The UK understands the importance of agriculture trade. UK farmers only produce a little over half the food consumed by the population, with the rest made up by imports from continental Europe, Asia, Africa and the Americas.
Despite this, some environmental activist groups, like Greenpeace and WWF, are hostile to rapidly scaling up agriculture in the developing world, believing it to be unsustainable. As such, they are hoping to limit the use of yield-enhancing technologies like gene splicing. Some even hope to block some foods produced in poor countries – like beef, fish, vegetable oil, and others – from the markets of the wealthy West.

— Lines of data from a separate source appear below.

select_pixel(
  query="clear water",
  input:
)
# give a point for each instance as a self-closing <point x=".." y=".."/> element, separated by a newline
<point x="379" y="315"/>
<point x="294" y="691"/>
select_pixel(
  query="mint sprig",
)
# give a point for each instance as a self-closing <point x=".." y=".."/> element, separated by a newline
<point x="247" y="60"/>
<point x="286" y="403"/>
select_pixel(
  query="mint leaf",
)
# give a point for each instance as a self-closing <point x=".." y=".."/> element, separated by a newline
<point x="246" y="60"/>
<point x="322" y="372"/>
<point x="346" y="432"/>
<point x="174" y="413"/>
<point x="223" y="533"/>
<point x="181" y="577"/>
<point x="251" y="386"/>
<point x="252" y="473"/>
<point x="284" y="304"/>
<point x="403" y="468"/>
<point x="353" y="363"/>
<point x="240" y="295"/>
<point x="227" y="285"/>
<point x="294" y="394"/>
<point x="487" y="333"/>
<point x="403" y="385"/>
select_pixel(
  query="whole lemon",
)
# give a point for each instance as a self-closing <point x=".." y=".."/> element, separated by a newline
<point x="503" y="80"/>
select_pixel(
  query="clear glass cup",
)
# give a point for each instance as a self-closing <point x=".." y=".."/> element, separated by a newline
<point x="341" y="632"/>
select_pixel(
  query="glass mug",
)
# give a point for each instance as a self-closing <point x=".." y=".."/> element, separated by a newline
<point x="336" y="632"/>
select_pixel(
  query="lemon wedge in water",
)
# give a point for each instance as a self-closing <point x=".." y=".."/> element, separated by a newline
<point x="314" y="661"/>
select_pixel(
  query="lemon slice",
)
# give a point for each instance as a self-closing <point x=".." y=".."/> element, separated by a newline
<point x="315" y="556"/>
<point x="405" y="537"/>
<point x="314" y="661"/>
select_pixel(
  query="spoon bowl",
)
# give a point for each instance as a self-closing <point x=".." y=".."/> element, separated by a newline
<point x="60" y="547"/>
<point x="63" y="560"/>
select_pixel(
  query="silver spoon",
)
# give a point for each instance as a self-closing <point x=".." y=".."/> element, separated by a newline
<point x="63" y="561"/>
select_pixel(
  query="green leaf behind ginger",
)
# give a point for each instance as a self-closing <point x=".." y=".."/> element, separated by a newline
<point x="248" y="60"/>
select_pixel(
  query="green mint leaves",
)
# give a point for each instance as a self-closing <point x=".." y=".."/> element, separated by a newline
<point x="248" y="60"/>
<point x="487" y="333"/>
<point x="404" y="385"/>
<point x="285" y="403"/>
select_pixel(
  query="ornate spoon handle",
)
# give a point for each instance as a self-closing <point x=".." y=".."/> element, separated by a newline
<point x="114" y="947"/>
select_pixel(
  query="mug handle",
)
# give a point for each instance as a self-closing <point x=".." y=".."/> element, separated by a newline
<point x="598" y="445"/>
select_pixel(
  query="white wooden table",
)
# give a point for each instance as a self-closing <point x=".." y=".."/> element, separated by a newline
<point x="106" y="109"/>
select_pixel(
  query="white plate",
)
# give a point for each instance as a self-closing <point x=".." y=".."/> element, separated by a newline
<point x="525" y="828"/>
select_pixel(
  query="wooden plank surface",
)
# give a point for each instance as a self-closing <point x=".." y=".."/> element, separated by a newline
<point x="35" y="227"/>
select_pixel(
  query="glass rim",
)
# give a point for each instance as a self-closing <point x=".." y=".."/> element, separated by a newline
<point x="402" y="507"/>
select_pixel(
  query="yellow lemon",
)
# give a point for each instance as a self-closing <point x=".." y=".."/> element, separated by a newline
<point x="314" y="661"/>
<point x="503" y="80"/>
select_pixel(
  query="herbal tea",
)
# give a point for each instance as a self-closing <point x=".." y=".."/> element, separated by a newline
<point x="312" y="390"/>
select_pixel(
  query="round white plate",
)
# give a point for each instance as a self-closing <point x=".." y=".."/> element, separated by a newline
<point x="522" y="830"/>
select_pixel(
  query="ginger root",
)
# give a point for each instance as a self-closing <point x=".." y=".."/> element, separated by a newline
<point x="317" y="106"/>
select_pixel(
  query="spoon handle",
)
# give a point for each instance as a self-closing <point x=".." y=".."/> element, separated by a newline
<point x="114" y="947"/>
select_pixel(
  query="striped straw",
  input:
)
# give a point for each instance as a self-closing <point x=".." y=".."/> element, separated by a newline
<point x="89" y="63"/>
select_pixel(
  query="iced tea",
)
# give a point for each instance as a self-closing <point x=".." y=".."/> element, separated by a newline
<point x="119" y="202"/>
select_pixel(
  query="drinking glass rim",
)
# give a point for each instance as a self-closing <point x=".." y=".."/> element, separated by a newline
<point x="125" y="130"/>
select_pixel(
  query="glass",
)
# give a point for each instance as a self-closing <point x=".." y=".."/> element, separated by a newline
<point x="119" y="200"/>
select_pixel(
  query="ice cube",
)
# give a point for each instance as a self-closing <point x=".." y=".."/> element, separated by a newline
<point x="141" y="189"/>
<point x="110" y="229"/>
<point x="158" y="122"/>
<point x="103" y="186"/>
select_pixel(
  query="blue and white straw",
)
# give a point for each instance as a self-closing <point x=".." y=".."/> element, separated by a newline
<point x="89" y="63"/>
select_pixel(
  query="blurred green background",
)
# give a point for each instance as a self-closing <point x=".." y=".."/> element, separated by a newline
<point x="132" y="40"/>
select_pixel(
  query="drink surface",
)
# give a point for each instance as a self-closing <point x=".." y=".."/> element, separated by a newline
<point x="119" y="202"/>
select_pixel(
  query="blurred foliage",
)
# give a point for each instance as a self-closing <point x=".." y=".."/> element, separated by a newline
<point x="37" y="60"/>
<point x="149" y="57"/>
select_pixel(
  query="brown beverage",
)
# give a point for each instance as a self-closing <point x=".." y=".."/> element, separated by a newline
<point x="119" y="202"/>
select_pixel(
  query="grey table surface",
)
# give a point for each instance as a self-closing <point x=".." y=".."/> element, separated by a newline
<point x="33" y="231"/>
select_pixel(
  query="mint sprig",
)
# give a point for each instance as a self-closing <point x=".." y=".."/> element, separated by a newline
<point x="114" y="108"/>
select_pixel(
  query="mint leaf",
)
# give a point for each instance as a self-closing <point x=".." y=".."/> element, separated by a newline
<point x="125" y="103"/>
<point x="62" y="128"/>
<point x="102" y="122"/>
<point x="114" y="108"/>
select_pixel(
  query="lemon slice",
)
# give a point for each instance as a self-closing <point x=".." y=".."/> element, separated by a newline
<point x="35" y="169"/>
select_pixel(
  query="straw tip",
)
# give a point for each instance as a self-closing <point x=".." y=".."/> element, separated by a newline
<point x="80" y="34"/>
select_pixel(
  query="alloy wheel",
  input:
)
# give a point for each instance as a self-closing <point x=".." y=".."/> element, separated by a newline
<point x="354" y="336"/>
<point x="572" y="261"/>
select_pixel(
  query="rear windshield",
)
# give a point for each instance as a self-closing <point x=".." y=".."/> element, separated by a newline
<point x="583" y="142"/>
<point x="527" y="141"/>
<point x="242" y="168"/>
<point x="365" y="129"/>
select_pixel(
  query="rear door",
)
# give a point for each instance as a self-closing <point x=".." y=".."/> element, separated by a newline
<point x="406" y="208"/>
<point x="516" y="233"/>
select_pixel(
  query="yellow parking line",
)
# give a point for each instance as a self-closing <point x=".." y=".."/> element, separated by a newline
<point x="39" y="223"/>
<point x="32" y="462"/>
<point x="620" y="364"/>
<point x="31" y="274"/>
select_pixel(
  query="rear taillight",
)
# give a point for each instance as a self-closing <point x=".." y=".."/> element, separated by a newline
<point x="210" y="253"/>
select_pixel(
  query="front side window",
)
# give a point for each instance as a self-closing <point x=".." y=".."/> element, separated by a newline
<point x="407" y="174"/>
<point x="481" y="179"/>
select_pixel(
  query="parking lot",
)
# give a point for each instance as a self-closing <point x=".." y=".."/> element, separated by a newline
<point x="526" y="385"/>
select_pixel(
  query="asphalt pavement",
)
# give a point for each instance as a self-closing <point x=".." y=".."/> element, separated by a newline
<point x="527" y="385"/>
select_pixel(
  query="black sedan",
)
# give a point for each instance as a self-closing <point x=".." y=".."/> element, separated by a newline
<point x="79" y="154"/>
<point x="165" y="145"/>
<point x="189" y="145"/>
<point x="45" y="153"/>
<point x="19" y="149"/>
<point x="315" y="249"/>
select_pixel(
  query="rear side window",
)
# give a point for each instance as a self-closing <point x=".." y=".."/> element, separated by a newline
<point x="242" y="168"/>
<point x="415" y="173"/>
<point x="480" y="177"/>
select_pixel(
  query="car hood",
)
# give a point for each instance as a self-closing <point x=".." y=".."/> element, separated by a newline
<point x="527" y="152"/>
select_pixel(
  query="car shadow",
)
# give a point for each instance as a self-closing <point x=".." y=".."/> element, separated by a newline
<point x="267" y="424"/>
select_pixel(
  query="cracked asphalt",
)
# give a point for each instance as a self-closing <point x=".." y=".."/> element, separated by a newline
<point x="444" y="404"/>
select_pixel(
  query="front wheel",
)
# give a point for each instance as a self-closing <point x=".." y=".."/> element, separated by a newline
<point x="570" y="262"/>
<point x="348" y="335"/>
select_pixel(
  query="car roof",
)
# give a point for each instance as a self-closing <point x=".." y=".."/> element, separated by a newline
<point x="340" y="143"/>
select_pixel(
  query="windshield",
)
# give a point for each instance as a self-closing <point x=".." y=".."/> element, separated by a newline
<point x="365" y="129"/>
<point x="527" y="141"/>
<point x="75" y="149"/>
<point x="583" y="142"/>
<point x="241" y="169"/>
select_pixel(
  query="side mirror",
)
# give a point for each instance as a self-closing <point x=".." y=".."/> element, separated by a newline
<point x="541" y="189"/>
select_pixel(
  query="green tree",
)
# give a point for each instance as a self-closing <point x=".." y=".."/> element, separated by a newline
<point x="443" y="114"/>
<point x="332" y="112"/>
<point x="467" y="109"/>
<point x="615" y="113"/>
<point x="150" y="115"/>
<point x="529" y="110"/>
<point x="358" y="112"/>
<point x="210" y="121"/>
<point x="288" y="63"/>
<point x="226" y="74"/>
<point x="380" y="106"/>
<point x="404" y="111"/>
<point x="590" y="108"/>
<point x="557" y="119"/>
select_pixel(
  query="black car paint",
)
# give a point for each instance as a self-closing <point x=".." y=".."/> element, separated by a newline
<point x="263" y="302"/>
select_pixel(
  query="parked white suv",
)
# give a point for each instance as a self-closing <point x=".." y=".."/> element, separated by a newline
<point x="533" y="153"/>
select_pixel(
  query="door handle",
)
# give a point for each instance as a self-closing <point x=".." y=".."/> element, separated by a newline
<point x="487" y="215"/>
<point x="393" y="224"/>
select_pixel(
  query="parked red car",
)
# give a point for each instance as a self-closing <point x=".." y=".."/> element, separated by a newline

This is shortsighted. The only truly unsustainable course is one that limits agricultural yields and blocks trade. Such a path ensures that millions of people will go hungry.
True sustainability will arrive when the millions of small farmers in developing nations are empowered to fully modernise their agriculture systems, and they can follow the same path as the rich nations of Europe and North America. Technology and trade will make a sustainable planet a reality.
Nick Schulz is DeWitt Wallace fellow at the American Enterprise Institute and author of From Poverty to Prosperity.